Sono cresciuto con l’idea che la metafora del potere abitasse nella cosiddetta “stanza dei bottoni”. Adesso sono costretto nella stagione della maturità (avanzata) a correggere metafora e sintagma. E tutto grazie e per merito di Silvio Berlusconi, un uomo, un mito, una storia fatta di cronache. Altro che le gaffe sulle “122 tangentopoli” in Abruzzo, invece che tendopoli: Freud a Tor Bella Monaca. Altro che la meraviglia espressiva sulla censura e le barzellette catto-comuniste (trovatemi un cattolico vero, e un comunista vero, oggi in Italia, e delle barzellette vere e non stantie…), tipo “mica chiudo i giornali”. Qui siamo al top, al bottone appunto.

Di che si tratta esattamente? Pare che negli Usa e in Svizzera effettuino un’operazione per caduti sul fronte della prostata che, attraverso un collegamento dei vasi sanguigni e un delicato ma non tanto intervento neurochirurgico, provochi un’erezione sovrana del membro, altrimenti barzotto o caduco. Una specie di bottone sullo stesso va come premuto (o cliccato, fate voi) per provocare la magnificenza idraulica, con il risultato del pennone al settimo cielo e per lungo tempo. Questo fa sì che la partner ricordi l’atto come qualche cosa di straordinario e irripetibile. Fin qui, tutto bene.
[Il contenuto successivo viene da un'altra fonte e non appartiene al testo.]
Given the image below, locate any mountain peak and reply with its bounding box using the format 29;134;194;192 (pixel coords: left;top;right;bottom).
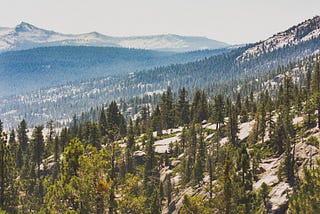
15;21;38;32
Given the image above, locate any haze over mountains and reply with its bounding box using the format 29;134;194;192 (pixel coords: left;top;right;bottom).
0;16;320;129
0;22;229;52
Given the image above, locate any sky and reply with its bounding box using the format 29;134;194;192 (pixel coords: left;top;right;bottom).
0;0;320;44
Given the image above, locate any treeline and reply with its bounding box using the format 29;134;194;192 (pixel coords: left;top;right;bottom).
0;61;320;213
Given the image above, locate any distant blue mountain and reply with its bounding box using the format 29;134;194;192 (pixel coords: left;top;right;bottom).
0;46;231;96
0;22;229;52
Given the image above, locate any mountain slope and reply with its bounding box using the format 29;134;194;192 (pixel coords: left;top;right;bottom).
237;16;320;62
0;22;229;52
0;46;230;96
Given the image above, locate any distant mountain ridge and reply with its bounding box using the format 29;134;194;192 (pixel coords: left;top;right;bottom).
0;22;230;52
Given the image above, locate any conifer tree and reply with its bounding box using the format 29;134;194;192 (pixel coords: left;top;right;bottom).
176;87;190;125
17;119;28;153
31;126;44;178
0;120;19;213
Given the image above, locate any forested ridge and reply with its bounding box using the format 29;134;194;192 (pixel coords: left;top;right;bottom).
0;57;320;213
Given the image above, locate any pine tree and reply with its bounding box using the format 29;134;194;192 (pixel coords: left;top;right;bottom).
17;119;28;153
31;126;44;179
176;87;190;125
99;107;108;137
228;105;239;146
311;62;320;128
0;120;19;213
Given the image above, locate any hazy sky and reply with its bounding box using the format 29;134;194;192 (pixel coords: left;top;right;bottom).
0;0;320;44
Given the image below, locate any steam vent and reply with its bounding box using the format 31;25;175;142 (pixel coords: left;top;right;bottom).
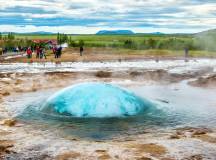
42;83;152;118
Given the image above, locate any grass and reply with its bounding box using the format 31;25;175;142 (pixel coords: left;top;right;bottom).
9;34;216;57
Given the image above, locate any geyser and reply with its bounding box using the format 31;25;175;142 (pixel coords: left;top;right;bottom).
42;83;152;117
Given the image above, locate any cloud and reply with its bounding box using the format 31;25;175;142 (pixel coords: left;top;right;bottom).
0;0;216;32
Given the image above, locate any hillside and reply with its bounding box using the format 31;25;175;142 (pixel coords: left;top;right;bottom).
96;30;134;35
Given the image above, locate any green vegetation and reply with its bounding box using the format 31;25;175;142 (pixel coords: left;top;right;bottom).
0;30;216;55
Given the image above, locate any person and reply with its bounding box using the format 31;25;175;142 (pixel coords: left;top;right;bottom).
53;45;58;58
36;46;40;58
185;48;189;62
80;46;84;56
57;46;62;58
26;47;32;59
0;48;3;55
42;48;46;59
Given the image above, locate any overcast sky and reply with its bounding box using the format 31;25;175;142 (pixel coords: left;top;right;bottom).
0;0;216;34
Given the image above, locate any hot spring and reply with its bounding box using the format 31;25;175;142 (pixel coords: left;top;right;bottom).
5;82;216;140
41;83;153;118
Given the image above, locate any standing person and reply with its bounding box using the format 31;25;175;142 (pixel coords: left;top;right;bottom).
80;46;84;56
39;47;43;59
36;46;40;58
57;46;62;58
185;48;189;62
26;47;32;59
53;45;58;58
42;48;46;59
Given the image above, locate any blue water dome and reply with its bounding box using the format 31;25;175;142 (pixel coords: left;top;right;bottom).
42;82;152;118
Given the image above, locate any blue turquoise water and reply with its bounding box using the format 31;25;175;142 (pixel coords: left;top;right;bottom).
41;82;153;118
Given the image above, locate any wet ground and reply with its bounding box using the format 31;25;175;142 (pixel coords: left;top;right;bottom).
0;59;216;160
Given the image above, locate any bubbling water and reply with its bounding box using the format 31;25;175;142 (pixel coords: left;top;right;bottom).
41;82;153;118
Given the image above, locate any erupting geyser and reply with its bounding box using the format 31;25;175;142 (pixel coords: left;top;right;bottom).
42;83;152;117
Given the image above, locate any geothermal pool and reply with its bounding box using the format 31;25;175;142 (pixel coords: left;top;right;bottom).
0;59;216;160
2;78;216;140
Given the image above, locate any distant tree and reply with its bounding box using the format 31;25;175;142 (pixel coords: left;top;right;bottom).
7;32;15;40
79;40;84;47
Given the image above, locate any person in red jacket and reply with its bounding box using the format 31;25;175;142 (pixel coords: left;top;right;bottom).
26;47;32;59
36;46;40;58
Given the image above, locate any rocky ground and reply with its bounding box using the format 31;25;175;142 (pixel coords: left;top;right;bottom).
0;59;216;160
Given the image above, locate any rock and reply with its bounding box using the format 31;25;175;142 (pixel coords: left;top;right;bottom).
0;140;14;158
3;119;17;127
98;153;111;160
176;127;212;137
95;149;107;153
135;156;152;160
193;134;216;144
55;151;81;160
184;154;203;160
170;134;181;139
128;143;167;156
95;71;112;78
0;90;10;96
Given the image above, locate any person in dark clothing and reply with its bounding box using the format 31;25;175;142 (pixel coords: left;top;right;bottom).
53;46;58;58
36;46;40;58
26;47;32;59
57;46;62;58
80;46;84;56
185;48;189;62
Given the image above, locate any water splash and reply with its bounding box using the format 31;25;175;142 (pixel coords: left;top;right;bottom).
41;83;153;117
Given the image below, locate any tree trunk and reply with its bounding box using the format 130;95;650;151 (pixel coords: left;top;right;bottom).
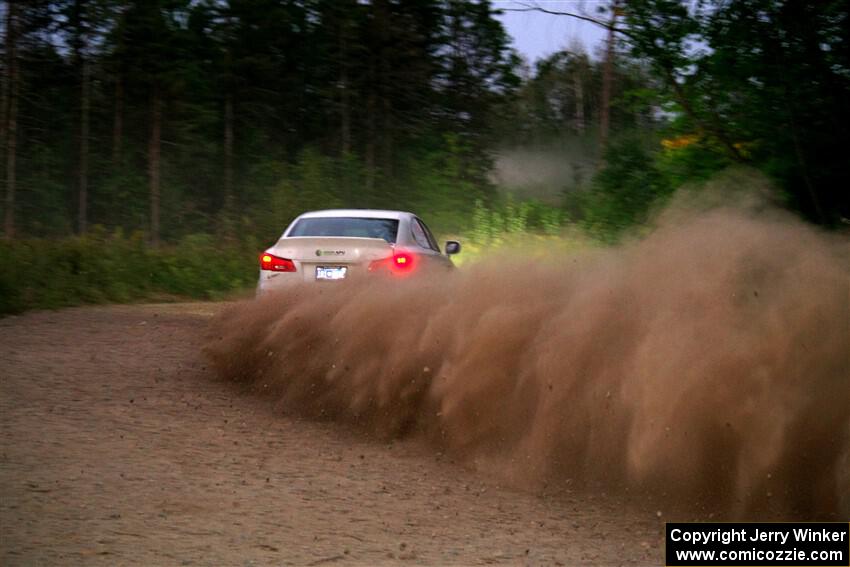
148;85;162;248
339;21;351;158
3;0;19;238
573;65;587;135
112;74;124;167
77;59;90;234
224;93;233;231
599;2;619;156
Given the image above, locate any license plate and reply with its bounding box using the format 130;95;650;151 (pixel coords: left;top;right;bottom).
316;266;348;280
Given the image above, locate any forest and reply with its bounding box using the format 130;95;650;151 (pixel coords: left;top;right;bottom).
0;0;850;313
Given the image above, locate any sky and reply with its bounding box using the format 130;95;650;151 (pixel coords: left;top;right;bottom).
491;0;607;64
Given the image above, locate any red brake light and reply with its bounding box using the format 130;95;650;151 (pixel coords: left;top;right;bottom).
392;252;413;272
260;252;296;272
369;252;416;276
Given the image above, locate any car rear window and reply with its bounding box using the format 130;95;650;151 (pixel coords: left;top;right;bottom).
287;217;398;244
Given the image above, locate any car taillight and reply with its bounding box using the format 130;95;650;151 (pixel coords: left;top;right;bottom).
260;252;296;272
369;252;416;275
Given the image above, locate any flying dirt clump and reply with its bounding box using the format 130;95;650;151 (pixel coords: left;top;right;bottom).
206;209;850;519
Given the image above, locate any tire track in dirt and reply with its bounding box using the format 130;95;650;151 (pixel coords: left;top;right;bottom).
0;304;663;565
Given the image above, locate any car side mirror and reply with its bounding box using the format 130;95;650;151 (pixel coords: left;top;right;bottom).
446;240;460;256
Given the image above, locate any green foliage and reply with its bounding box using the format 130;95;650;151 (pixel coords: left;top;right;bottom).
580;135;673;242
0;227;256;314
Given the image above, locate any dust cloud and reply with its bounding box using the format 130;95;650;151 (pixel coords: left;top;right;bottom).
206;208;850;520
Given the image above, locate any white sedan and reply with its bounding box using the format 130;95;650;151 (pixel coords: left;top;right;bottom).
257;209;460;295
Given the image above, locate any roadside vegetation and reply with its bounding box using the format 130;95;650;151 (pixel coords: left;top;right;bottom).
0;0;850;313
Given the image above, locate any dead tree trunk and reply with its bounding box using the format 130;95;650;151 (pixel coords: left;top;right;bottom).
224;93;234;237
112;74;124;167
599;2;619;152
3;0;19;238
148;85;162;248
573;65;587;134
77;60;90;234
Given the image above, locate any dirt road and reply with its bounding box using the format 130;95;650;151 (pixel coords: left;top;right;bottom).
0;304;663;566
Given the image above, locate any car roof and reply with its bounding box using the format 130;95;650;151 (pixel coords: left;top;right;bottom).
298;209;414;220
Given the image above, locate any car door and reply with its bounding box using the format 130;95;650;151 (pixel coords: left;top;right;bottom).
410;217;454;268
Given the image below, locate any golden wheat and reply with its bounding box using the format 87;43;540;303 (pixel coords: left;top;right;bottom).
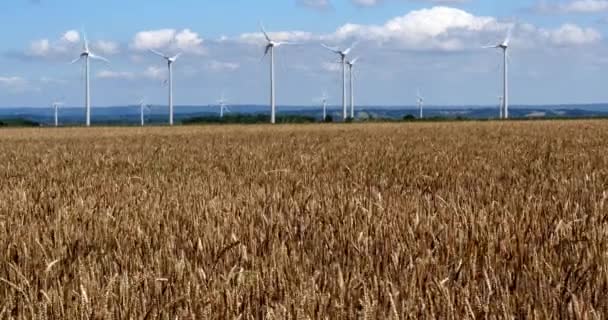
0;121;608;319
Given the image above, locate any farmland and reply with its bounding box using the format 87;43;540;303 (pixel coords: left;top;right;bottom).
0;121;608;319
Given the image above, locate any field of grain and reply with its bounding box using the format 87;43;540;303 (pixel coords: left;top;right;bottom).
0;121;608;319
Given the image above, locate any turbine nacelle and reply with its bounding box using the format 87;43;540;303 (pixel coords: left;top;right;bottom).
321;43;356;61
150;49;182;64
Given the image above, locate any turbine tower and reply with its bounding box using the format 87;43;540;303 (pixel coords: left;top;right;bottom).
484;27;513;119
139;99;149;127
498;96;503;119
321;44;354;120
217;94;230;119
71;32;110;127
260;23;292;124
346;57;359;119
416;90;424;119
321;92;327;122
52;101;63;127
150;49;182;126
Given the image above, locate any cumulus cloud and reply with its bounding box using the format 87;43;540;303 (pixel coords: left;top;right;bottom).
97;70;136;80
25;30;120;58
0;76;28;92
533;0;608;14
93;40;120;55
296;0;331;10
131;29;205;55
544;24;602;46
237;31;318;44
324;6;509;51
143;66;167;80
236;6;601;51
206;60;241;72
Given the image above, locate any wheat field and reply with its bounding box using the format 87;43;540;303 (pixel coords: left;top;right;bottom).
0;121;608;319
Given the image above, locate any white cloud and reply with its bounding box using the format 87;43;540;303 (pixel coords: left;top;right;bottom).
206;60;241;72
27;39;51;57
321;62;342;72
545;24;602;46
25;30;120;59
296;0;331;10
325;6;508;51
143;66;167;80
534;0;608;14
131;29;205;54
93;40;120;55
97;70;136;80
0;76;28;92
61;30;80;43
238;31;316;44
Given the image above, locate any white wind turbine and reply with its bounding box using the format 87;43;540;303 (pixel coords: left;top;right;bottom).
321;44;355;120
498;96;503;119
260;23;292;124
150;49;182;126
484;26;513;119
321;93;328;122
313;92;329;122
346;57;359;119
416;90;424;119
217;94;230;119
139;99;150;127
52;101;63;127
71;32;110;127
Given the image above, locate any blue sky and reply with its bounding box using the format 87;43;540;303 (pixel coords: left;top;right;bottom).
0;0;608;107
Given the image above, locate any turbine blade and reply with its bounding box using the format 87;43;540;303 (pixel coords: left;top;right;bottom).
260;22;272;42
70;56;82;64
502;25;514;47
169;52;182;62
82;28;89;52
262;45;272;60
342;41;358;55
321;43;340;54
150;49;169;59
89;53;110;63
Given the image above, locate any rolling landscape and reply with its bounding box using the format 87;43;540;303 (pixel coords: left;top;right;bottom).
0;0;608;320
0;120;608;319
0;104;608;126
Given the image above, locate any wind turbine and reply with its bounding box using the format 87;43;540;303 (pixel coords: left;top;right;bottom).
322;93;327;122
217;94;230;119
416;90;424;119
313;92;329;122
260;23;292;124
71;32;110;127
52;101;63;127
498;96;503;119
321;44;355;120
484;26;513;119
150;49;182;126
139;99;150;127
346;57;359;119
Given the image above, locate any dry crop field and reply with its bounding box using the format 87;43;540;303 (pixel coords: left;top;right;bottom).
0;121;608;319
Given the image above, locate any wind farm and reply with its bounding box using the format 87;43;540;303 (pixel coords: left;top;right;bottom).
0;0;608;319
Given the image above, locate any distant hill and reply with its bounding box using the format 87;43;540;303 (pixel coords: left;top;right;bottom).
0;104;608;126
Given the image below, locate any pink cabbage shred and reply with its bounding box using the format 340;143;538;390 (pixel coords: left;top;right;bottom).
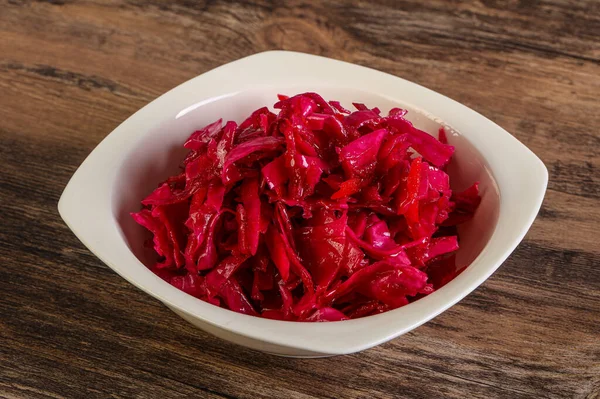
132;93;480;322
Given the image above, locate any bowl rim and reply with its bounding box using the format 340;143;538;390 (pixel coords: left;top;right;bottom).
58;51;548;354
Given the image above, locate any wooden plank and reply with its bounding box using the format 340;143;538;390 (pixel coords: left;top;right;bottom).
0;0;600;398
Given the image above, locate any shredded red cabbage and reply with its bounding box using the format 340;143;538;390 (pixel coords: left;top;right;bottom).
132;93;480;321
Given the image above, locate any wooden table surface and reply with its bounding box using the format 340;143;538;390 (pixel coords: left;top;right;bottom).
0;0;600;398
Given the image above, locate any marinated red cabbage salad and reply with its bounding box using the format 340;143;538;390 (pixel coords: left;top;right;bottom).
132;93;480;321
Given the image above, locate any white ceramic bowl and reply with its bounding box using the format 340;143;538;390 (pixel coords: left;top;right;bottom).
58;51;548;357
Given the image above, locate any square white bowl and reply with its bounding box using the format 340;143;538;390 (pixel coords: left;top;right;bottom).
58;51;548;357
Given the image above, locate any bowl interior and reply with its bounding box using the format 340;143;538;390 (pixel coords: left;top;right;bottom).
111;86;500;289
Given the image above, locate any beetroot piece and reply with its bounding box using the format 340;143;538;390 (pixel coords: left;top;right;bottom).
132;93;481;322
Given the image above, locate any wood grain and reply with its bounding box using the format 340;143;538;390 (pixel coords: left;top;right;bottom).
0;0;600;399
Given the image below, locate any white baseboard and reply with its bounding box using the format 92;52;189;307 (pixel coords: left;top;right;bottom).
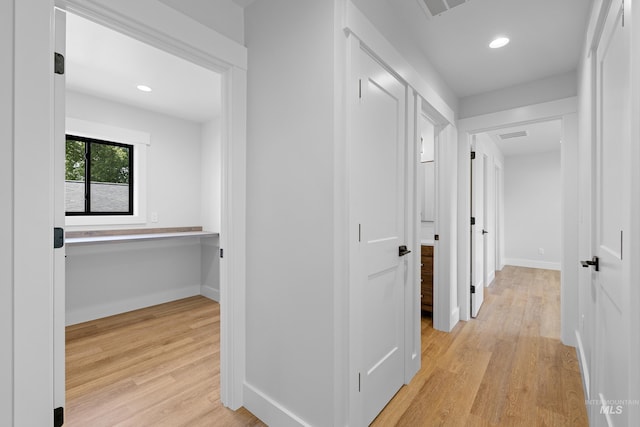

Ma che c’entra la stanza dei bottoni? C’entra, c’entra, centra anzi. Perché il titolare del bottone non prova alcun piacere fisico, diventa un meccanico idraulico di se stesso, e l’unico vero piacere che prova è quello del potere sessuale sull’atto e la partner, una specie di “volontà di potenza” circoscritta al bottone, un eros senz’anima, un affare per affari. Il potere per il potere di un membro meccanico.

Ebbene, grazie a Silvio va dunque riscritto il quaderno sul potere e sulle sue diramazioni, con le ultime scoperte scientifiche. C’è un po’ tutto della post-modernità in questa vicenda idraulico-metaforica, altro che le pochezze d’antan dei suoi avversari anche da questo punto di vista poco interessanti. Siamo alla potenza dell’impotenza. Grazie, Sire, ci mancherai.